Where does regret come from?
Regret has three facets. Firstly, this is an unpleasant feeling. Secondly, it is based on the idea that everything could be better. Third, the thoughts associated with it focus on our actions. In other words, if we feel bad after acing an interview but not getting the job, it’s not a regret. But if we feel bad because we stayed up late playing video games and slept through an interview, this could be it.
Most often regrets concern career and personal life. By age 60 and 70, people also begin to feel sad about things related to health and family, while regrets about romantic relationships can occur at any age. At the same time, we lament more about what we didn’t do than about what we did. Our memory is designed to remind us of uncompleted tasks rather than items crossed off our to-do list, meaning we remember goals we didn’t achieve longer.
Another factor is how we think about the path we didn’t take. At such moments, we present a rosy picture, losing sight of everyday details and inevitable disappointments. It is much more difficult to regret what we have done because our choices have already led to some consequences. In this case, we can still find positive aspects, which is impossible when we are talking about what we did not do.
For example, it is easy to regret a whirlwind romance that never took place in youth, because it did not leave memories of quarrels and a broken heart. And it is much more difficult to think about an unhappy marriage if beautiful children were also born in it.
How to turn regrets to your advantage
Add context
If you want to deal with your regrets, first, you need to be kind to yourself, and second, be realistic. Having some knowledge, it is easy to imagine that once upon a time it was possible to do things differently. But then there was no experience that we have now.
When you are 40, have children and a mortgage, you may be haunted by the question of why you didn’t live happily for a while after graduating from college. But if you really remember yourself at that moment, with a diploma in your hands and the need to look for a job, then you will immediately remember all the responsibilities that your environment placed on you and the stress that you experienced.
In addition, it is important to place your emotions in a sociocultural context. In some communities, personal choice and responsibility are highly valued, so any trouble in life is perceived as a disaster for which the person himself is to blame. In others, on the contrary, the collective is higher than the individual and established traditions help relieve some of the pressure associated with finding your own special path. All this also affects what we do and what we don’t do.
Confess your regrets
This can be difficult. Society often forces us to have a positive outlook on the world. Therefore, we tend to think that the secret to a good life is to always remain positive, never be negative, look forward and never look back.
But each of us regrets something in our lives. And although we think we shouldn’t talk about it out loud, try starting a conversation with someone close to you. You’ll probably find that other people have regrets they’d like to share. It will be a little easier to figure everything out together.
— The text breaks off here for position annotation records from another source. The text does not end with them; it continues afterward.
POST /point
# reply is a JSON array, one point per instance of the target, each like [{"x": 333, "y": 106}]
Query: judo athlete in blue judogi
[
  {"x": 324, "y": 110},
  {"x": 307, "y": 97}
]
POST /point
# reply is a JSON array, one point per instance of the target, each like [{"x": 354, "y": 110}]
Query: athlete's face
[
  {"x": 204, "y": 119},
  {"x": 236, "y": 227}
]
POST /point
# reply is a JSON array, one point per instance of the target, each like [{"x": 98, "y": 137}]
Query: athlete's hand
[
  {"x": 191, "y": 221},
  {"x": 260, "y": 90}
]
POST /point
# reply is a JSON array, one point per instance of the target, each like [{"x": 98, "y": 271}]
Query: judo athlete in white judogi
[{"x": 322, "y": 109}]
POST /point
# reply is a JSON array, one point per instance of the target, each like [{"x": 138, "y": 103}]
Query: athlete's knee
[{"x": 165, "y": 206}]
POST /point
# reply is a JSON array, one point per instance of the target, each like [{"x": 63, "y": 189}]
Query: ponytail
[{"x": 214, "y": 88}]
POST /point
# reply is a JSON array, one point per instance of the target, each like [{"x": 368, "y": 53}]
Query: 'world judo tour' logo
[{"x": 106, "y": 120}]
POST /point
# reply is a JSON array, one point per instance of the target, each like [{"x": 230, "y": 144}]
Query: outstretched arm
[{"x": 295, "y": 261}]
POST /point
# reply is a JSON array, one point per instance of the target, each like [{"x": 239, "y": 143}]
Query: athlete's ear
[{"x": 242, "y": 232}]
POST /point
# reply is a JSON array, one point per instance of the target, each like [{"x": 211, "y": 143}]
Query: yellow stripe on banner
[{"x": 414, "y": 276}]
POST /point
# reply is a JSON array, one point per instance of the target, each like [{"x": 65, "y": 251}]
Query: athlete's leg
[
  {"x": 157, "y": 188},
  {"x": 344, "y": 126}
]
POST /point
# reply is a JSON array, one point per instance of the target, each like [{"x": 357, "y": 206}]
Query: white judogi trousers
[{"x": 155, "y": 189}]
Find new meaning in regrets
They can tell us how to live and give answers to important questions. For example, how much does our life coincide with our values and what do we want to change in our behavior in the time we have left. When we analyze what we regret and why, it helps us think more clearly, solve current problems more quickly, and better understand the meaning of life. Some people ignore regrets, others get depressed because of them, but what you need to do is face them and use them as a source of new information.
Imagine that you are 60 years old and you are sad because you stayed in a boring job instead of starting your own business. First of all, you should not despise your younger self, but treat yourself with kindness and curiosity. Then you need to add context and remember why you didn’t leave that job and what pressure and uncertainty you had to face then. It’s important to keep in mind that those choices are only a small part of who you are. You’ve probably made other decisions that you’re proud of. Think about them.
The next step is analysis. What can you learn about yourself from this regret? For 60-year-old you, the lesson may be that as you get older, you come to value courage and risk-taking more. This knowledge can motivate you to make changes—for example, you might want to find a creative part-time job or become a mentor for young colleagues.
The point is that you look back to move forward. You don’t have the ability to undo what you’ve done, but you can use that negative feeling as a signal of what you value now and as a North Star to guide you for the rest of your life.
Give yourself time and don’t beat yourself up
Dealing with your own regrets often feels painful and scary. After all, if we admit that we would like to do things differently, then we also admit our shortcomings. But if we free ourselves from the mindset that we need to avoid regrets and that we can either be a success or a failure and nothing else, we can lead thoughtful and intentional lives based on a deeper understanding of our own values and strengths.
It’s never too late to learn from your mistakes to become the person you want to be. If you regret not learning English at school, start doing it now. If you worked late at work when your children were little, talk to them about how to build closer relationships now.
Admitting that we regret something means showing our vulnerability. But this is the best way to avoid even greater regrets in the future.